To understand the different databases in PubChem, it is helpful to know where the information comes from.  PubChem (http://pubchem.ncbi.nlm.nih.gov/) is an open archive of chemical substances and information about their biological activities.  Data is provided by hundreds of contributors (http://pubchem.ncbi.nlm.nih.gov/sources/), including publishers, researchers, chemical vendors, pharmaceutical companies, and a number of important chemical biology resources.  Each of these data sources contributes a description of chemical substance samples for which they have information.

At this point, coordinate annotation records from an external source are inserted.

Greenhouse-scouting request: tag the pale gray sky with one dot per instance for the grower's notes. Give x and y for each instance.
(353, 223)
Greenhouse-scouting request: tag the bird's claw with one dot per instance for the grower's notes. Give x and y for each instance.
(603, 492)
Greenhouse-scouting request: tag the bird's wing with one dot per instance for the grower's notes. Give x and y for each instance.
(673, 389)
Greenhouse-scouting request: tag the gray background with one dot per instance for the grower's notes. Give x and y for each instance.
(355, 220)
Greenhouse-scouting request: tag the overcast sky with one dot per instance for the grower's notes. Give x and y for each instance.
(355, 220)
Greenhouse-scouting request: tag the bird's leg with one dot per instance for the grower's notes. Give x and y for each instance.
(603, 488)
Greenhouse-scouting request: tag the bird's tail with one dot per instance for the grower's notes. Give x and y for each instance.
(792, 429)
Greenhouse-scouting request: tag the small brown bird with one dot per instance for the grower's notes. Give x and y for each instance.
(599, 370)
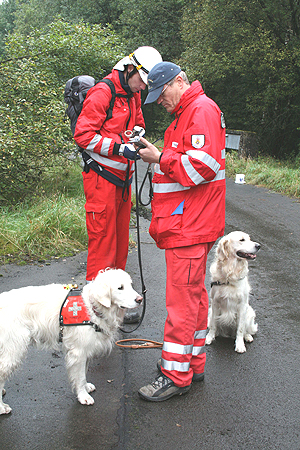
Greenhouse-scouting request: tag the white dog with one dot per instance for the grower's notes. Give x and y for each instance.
(31, 315)
(230, 314)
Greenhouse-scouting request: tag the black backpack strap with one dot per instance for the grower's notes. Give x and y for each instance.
(111, 85)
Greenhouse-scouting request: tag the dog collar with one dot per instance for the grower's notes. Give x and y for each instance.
(218, 283)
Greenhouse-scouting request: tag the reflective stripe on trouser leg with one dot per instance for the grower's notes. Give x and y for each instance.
(187, 304)
(107, 220)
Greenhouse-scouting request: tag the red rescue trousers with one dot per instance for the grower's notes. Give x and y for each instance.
(183, 352)
(107, 222)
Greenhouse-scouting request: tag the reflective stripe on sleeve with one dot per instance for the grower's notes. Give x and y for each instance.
(105, 146)
(191, 171)
(175, 365)
(220, 176)
(198, 349)
(96, 139)
(204, 157)
(200, 334)
(169, 187)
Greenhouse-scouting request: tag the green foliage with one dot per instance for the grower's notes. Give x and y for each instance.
(144, 22)
(34, 136)
(265, 171)
(247, 55)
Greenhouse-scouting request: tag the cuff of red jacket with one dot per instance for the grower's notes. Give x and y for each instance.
(116, 149)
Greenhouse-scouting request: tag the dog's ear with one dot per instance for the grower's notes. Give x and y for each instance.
(99, 292)
(223, 249)
(104, 295)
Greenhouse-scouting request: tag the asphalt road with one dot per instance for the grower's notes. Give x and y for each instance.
(247, 401)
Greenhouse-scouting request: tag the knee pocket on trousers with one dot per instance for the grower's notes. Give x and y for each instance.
(188, 266)
(96, 220)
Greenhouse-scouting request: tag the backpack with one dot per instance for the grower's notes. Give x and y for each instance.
(75, 92)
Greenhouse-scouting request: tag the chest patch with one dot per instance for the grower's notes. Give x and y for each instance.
(73, 310)
(198, 140)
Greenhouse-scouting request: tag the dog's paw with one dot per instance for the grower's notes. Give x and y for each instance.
(5, 409)
(248, 338)
(209, 338)
(85, 399)
(90, 387)
(240, 346)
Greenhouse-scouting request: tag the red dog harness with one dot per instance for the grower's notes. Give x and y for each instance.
(74, 312)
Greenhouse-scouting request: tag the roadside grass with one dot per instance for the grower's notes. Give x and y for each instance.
(279, 176)
(52, 224)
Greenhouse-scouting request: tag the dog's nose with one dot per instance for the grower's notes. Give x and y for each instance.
(139, 299)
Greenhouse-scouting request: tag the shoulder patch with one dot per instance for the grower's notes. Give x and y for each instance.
(198, 140)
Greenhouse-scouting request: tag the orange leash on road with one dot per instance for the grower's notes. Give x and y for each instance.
(147, 343)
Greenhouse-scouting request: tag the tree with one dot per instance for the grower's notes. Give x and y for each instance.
(34, 138)
(247, 55)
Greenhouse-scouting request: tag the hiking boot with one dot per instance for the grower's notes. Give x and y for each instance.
(162, 389)
(196, 376)
(131, 316)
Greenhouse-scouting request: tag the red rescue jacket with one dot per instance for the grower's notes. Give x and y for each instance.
(97, 135)
(188, 205)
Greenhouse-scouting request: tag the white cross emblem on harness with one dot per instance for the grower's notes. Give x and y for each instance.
(75, 308)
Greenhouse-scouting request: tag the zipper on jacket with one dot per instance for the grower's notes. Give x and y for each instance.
(177, 119)
(129, 114)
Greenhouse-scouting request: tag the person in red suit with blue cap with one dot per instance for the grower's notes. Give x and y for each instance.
(188, 216)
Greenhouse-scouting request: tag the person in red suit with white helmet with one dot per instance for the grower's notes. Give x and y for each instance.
(105, 144)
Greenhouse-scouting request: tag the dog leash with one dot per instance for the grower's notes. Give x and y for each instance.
(138, 195)
(147, 343)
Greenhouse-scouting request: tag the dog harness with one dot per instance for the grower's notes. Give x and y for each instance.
(218, 283)
(74, 312)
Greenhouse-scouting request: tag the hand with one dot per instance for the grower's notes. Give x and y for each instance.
(129, 152)
(137, 133)
(150, 153)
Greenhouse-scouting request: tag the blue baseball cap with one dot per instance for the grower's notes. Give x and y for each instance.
(158, 76)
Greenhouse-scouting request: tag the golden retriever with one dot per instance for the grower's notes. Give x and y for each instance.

PubChem calls these community-provided sample descriptions “substances.”  Each record found in the PubChem Substance database (http://www.ncbi.nlm.nih.gov/pcsubstance) contains information provided by an individual contributor about a particular chemical substance.  Substance records are independent of each other.  Two different Substance records (from the same or different providers) could provide different information about the same chemical structure.  For example, one substance record may give information about the biological role of aspirin, while another may give information about a research grade sample of aspirin.  The Substance database maintains the provenance of chemical substance information in PubChem.  It helps users see who provided what.  As a result, there may be many substance records about a given molecule, presenting a problem for users who are interested in an aggregated view of information on the molecule.  This is where the PubChem Compound database (http://www.ncbi.nlm.nih.gov/pccompound) comes into play.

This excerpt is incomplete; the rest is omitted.